NEW YORK (Reuters): Stocking shelves with low-priced notebooks and slashing prices on sneakers and uniforms, major retailers including Walmart, Foot Locker and Marks & Spencer are preparing for a challenging back-to-school shopping season this year.
US shoppers’ spending in the summer ahead of the college and K-12 school year has grown steadily since 2015, according to the National Retail Federation, a trade group. NRF hasn’t yet issued an estimate for 2023.
Although shoppers have been spending on essentials this year, they’re much choosier on where to splurge as inflation remains stubbornly high, executives from Ulta, Macy’s, Ralph Lauren and Nordstrom said during earnings results over the last two weeks.
On Friday, Doug McMillon, CEO of Walmart, the world’s biggest retailer by sales, said at its annual meeting that it would roll out more back-to-school merchandise – notebooks, pencils, pens – at “opening price points” this year. Walmart CFO John David Rainey told investors last week that the retailer, while not immune to “economic whims,” is better positioned than others thanks to its reputation for low prices.
Clothing and sneakers previously made up the biggest chunk of back-to-school-related expenses for many families, and Foot Locker said on May 19 that it would rely on promotional discounts to drive demand for sneakers. The chain is stocking Adidas’ Samba and Gazelle sneakers ahead of the new school year, it said.
In Britain, where consumers are facing the biggest two-year squeeze in living standards since comparable records started in the 1950s, Marks & Spencer is holding the prices on its school uniform range for a third straight year. Prices start at 7 pounds ($8.69) for a multipack of three cotton unisex polo shirts. M&S is also offering an additional 20 per cent off school uniforms for early shoppers.
The challenge for retailers is predicting whether parents will buy less clothing and sneakers when the cost of necessities – such as pencils, notebooks and laptops – strains many households. Purchases of discretionary goods such as clothing and shoes have fallen since January, according to U.S. Commerce Department data.
Retailers face a “volatile time,” said Jessica Ramirez, a senior research analyst at Jane Hali & Associates.
Ratings agency Moody’s in late May predicted “nascent and uneven” operating profit growth overall for global retail and apparel companies this year, with a 6.2pc jump in North America-based operating profit following last year’s 13pc decline.
Target recently lowered its full-year outlook on the back of a gloomy spending environment, pointing to cautious consumers who are prioritizing essentials over discretionary purchases like clothing and electronics.
Big-box retailers including Walmart and Target are poised to benefit from falling production costs thanks to their ability to renegotiate costs with suppliers, Moody’s said in a report.

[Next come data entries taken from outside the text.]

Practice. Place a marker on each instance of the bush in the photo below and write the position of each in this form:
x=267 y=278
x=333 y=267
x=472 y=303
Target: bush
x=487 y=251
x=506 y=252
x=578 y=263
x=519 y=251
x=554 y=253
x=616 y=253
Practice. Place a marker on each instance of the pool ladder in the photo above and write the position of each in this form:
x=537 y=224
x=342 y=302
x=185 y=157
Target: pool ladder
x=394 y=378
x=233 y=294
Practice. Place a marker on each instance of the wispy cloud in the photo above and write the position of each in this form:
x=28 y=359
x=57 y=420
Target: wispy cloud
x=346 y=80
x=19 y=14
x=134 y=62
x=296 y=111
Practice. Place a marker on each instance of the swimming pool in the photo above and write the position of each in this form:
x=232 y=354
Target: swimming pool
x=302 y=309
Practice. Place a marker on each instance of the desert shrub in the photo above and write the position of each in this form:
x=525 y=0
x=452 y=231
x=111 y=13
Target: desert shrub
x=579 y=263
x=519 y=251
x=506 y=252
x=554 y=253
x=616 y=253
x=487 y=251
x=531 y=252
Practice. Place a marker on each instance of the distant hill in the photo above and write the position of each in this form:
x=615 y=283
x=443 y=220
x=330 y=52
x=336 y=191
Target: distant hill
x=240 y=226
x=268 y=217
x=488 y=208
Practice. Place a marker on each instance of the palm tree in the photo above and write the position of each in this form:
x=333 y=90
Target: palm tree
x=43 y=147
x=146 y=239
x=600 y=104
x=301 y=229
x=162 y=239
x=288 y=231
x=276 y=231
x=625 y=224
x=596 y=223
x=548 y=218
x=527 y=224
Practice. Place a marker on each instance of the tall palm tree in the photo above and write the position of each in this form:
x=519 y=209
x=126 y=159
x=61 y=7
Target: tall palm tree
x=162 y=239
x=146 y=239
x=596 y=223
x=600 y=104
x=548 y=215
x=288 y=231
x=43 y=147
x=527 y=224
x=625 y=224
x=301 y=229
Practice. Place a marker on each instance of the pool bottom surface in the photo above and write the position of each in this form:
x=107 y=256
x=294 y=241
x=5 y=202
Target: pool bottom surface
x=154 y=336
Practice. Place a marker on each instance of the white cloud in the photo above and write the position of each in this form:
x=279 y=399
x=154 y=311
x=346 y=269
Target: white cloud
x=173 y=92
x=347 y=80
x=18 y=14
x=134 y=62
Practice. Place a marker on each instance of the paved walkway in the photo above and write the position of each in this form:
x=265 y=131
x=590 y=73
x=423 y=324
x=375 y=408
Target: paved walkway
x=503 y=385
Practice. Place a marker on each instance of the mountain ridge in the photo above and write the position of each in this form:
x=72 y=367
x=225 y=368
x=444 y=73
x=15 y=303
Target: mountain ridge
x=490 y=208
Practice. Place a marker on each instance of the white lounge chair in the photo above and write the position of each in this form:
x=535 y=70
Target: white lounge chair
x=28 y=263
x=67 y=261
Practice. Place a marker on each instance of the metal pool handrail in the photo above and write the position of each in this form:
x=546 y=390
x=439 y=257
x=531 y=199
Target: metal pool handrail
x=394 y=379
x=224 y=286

Off-price stores such as T.J. Maxx are also likely to benefit from the sharp increase in consumers looking for savings, while dollar stores will be hurt by a shortage of disposable income among their core low-income customer base, according to Moody’s
Victoria’s Secret’s CEO Martin Waters said it plans a “complete overhaul” of its struggling PINK clothing brand, phasing out logo-emblazoned hoodies, tee-shirts and bottoms. Victoria’s Secret and department store chain Macy’s – which is also planning promotions to liquidate unsold inventory – pointed to pressure on consumers making between $100,000 and $150,000 a year and below.
Executives at Abercrombie & Fitch, American Eagle, Urban Outfitters and Kohl’s all said in earnings calls they were focusing on new styles – especially in activewear, dresses and non-denim bottoms – as a way to get parents to open their wallets.
Abercrombie & Fitch CEO Fran Horowitz said cargo pants, dressed-up denim that can be worn to the office and tailored trousers had all performed well for the millennial-focused Abercrombie brand. The mall retailer is in the process of adding similar styles in teen-focused Hollister stores, where sales fell 7pc in the first quarter that ended April 29, ahead of the back-to-school shopping season.
Young shoppers often have less disposable income. Hedging its bets, American Eagle, which traditionally caters to teens, launched a new line of premium denim, including $128 jeans, that would also “entertain an older customer,” Executive Creative Director Jennifer Foyle said during an earnings call in May.
Even chains that grew overall sales reported recent losses among brands catering to teens. Those included Abercrombie’s Hollister brand and Urban Outfitters, whose parent company, URBN, reported strong first-quarter growth at its Anthropologie and Free People brands. URBN said the macroeconomic environment was having a greater impact on its younger consumers.